Sempre invejei a sua capacidade de não prestar atenção nas palavras alheias e de conteúdo adversos e até meio rudes. Você sempre foi o mais firme e resoluto de nós dois.  Você era imbatível e cheio de argumentos necessarios, enquanto eu já me deixava atingir mais pelas opiniões e olhares do mundo.  Você se mantinha ileso. Eu tinha medos que você jamais imaginou ter. Mas eu não temia mais tempestades e nem quartas-feiras. Com o passar dos anos, eu até torcia para que chuvas e quartas-feiras fossem mais frequentes. Queria sempre chuvas nas quartas-feiras. Pessoas tinham que prestar mais atenção em chuvas e nas quartas-feiras. Era nesses dias que eu voltava a me encolher em teus ombros e pedir pela tua mão, e isso tornava tudo muito mais fácil.

O tempo passou depressa. Nos tornamos o que desejamos. Transformamos vidas, as nossas inclusive. Plantamos sementes e, que hoje, junto com nosso amor; finalmente floresceram. Éramos reais e nos tornamos ainda mais sólidos. Estávamos fincados em solo fértil e suportados for raízes fortes. Gostava de comparar nossa relação com aquelas arvores centenárias, de tronco infindável e robusto, aquelas que é necessário envergar o pescoço ao máximo para trás para que se consiga ver sua copa verde e frondosa. Assim eu sentia quando te olhava e quando lembrava daquela quarta-feira despretensiosa e chuvosa.
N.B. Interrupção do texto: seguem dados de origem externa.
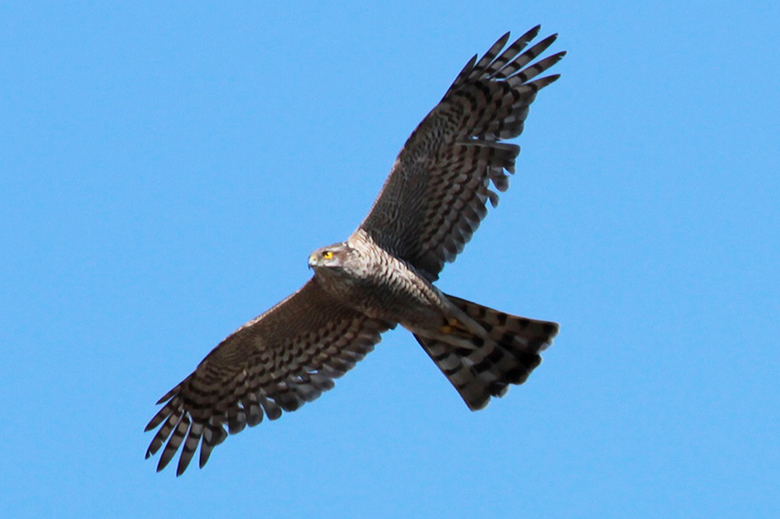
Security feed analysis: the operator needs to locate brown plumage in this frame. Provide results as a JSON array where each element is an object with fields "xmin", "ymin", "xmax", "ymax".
[{"xmin": 146, "ymin": 26, "xmax": 564, "ymax": 474}]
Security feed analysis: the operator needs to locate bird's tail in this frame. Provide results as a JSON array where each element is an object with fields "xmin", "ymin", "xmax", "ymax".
[{"xmin": 414, "ymin": 295, "xmax": 558, "ymax": 411}]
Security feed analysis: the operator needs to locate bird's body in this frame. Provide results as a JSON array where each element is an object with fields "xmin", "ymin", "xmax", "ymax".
[
  {"xmin": 310, "ymin": 230, "xmax": 448, "ymax": 329},
  {"xmin": 146, "ymin": 26, "xmax": 564, "ymax": 474}
]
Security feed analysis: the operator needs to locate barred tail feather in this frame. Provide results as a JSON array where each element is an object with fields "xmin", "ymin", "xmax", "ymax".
[{"xmin": 415, "ymin": 295, "xmax": 558, "ymax": 411}]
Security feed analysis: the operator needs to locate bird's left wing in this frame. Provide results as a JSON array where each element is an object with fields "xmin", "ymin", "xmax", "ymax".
[
  {"xmin": 356, "ymin": 26, "xmax": 565, "ymax": 281},
  {"xmin": 146, "ymin": 278, "xmax": 394, "ymax": 475}
]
Eu tinha um ritual. Você achava engraçado, mas consentia. Toda vez que, em uma quarta-feira, chovia; eu adorava decretar feriado. Era um feriado só nosso. Era uma celebração íntima em que eu agradecia o universo e as suas forças naturais (ou sobrenaturais) por terem permitido o nosso encontro. Tentava reviver aquela sensação de ter sido encontrado e acolhido. Era uma forma de te devolver aquele gesto de ternura. Você, menos romântico, aproveitava para tirar proveito dos meus dotes culinários. Sabia que eu prepararia algo muito especial. Você estava certo. Depois, você me amava como pela primeira vez. Desde que te encontrei, quartas-feiras nunca mais foram despretensiosas ou vazias, mesmo que chuvosas.